When democracies tolerate forces that seek to destroy them, a deeper question emerges: who truly holds power?
– The dilemma of democratic tolerance
– Power outside the democratic circuit
– The structural fragility of popular sovereignty
In our recent articles we have been examining the responses of different countries regarding the legalization of political organizations that sustain conceptions contrary to the democratic system.
Thus we asked ourselves whether a democracy that bans Nazism and Communism loses its legitimacy.
Would this contradict the right to freedom of expression?
Where would those words carved into the founding texts that guarantee the various forms of exercising freedom remain?
Would liberal constitutions end up “feeding on the wind,” as Ecclesiastes says?
We reviewed the positions of authors such as Popper, Schmitt and the Uruguayan thinker Rodolfo Fattoruso.
The central idea we explored is that if a democracy is unlimitedly tolerant it eventually ends up being destroyed.
Even worse: it commits suicide.
The intolerant will end tolerance.
These are movements that deny pluralism, reject democratic rules, justify violence as the “midwife of History,” and use the freedoms of democracy to suppress them.
This is how Popper reasons about the need for institutional self-protection.
A democracy cannot endure if it does not possess strong institutions, clear rules, effective possibilities of alternation in power and proper protection of minorities.
But Popper warns that the danger invoked must be real and must not become a pretext for persecuting dissent.
For Popper the problem lies in the external threat posed by intolerant actors.
The question then becomes: what exactly constitutes a real danger?
Does the saying “a barking dog does not bite” apply here?
A proverb that also has the opposite reading: if it does not bark, does it bite?
Would it not be better to prevent rather than regret?
John Rawls sustains a different criterion.
It is no longer the friend-enemy logic proposed by Schmitt.
The American philosopher approaches democracy by asking what kind of society could combine justice and stability.
Thus he introduces the concept of reasonableness.
There are reasonable doctrines and others that are not.

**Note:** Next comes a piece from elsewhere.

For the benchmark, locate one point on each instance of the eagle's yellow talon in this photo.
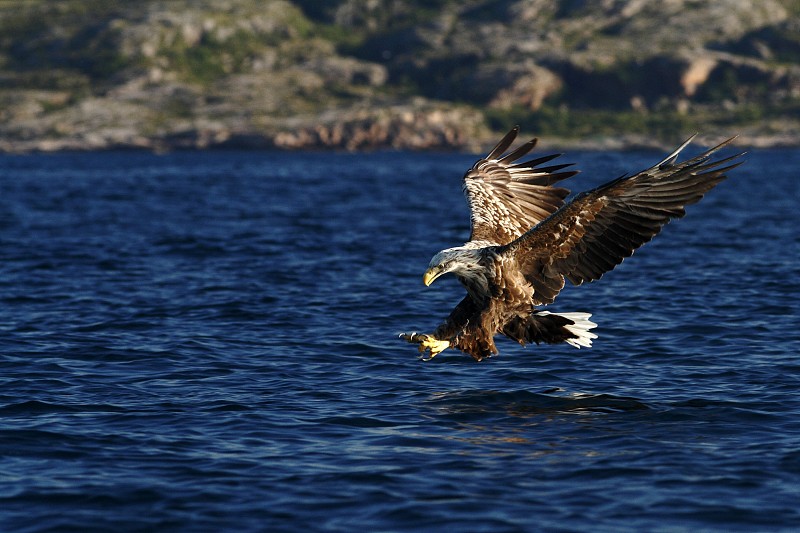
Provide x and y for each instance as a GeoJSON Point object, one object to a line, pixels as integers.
{"type": "Point", "coordinates": [427, 344]}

Like Popper, however, he addresses the problem of tolerance mainly from the perspective of the state, as if it were the only source of power.

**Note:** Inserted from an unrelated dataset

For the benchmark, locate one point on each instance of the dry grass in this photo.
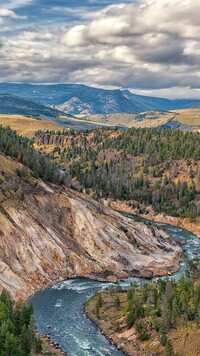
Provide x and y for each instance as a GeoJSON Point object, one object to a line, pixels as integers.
{"type": "Point", "coordinates": [26, 126]}
{"type": "Point", "coordinates": [188, 117]}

Fattoruso approaches the issue by looking at concrete historical practice in Uruguay and in the region.
The core of his argument is that liberalism did not defend itself only through laws, but also through coercion, exception and organized force, even while proclaiming rights and freedoms.
Even if it did not openly acknowledge it, liberalism was always defensive.

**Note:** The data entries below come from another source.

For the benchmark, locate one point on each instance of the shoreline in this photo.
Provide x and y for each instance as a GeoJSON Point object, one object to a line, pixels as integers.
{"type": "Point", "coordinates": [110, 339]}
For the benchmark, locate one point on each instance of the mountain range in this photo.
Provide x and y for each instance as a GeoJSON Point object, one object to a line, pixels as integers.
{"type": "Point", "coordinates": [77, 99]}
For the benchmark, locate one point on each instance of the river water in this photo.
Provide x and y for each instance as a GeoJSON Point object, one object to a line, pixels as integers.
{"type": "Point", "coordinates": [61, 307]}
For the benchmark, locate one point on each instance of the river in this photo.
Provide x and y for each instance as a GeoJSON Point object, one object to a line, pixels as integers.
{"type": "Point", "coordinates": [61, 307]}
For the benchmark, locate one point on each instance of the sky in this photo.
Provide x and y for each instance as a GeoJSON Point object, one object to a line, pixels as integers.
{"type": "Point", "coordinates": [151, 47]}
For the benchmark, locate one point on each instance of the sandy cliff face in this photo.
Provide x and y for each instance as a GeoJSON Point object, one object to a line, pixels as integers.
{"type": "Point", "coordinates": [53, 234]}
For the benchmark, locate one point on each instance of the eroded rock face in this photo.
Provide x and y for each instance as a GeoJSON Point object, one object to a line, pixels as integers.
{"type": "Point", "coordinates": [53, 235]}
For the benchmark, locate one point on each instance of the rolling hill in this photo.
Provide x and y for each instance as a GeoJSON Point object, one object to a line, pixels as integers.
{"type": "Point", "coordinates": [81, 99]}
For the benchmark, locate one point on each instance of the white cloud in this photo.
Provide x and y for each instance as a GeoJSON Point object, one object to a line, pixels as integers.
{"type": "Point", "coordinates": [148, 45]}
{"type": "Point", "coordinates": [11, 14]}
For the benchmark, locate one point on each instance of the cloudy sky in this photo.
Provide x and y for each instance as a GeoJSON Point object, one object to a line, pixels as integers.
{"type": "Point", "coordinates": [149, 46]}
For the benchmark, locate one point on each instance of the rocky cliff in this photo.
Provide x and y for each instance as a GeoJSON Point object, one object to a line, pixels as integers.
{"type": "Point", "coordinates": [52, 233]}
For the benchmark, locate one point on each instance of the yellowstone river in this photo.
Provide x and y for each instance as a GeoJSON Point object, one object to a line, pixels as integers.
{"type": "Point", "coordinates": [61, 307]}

That is the position he develops in his concept of “Armed Liberalism”.
This does not mean denying the existence of other forms of power that are less visible.
Do economic corporations not possess power?
What about media apparatuses, transnational NGOs, ideological lobbies, criminal networks or “technical” organizations without democratic control?
And the multiple combinations that can arise from these different sources.
They undoubtedly exercise power that does not pass through the state.
A power that exists outside the democratic circuit.
And each category has its own form of coercion.
From the narco logic of “silver or lead” to financial strangulation or social cancellation.
Where then does popular sovereignty remain?
Is voting every four or five years enough?
Does partisan alternation produce any structural change?
Power, after all, can be exercised without declaring itself as such.
And that makes even classical criticism difficult, because it is no longer clear to whom that criticism should be directed.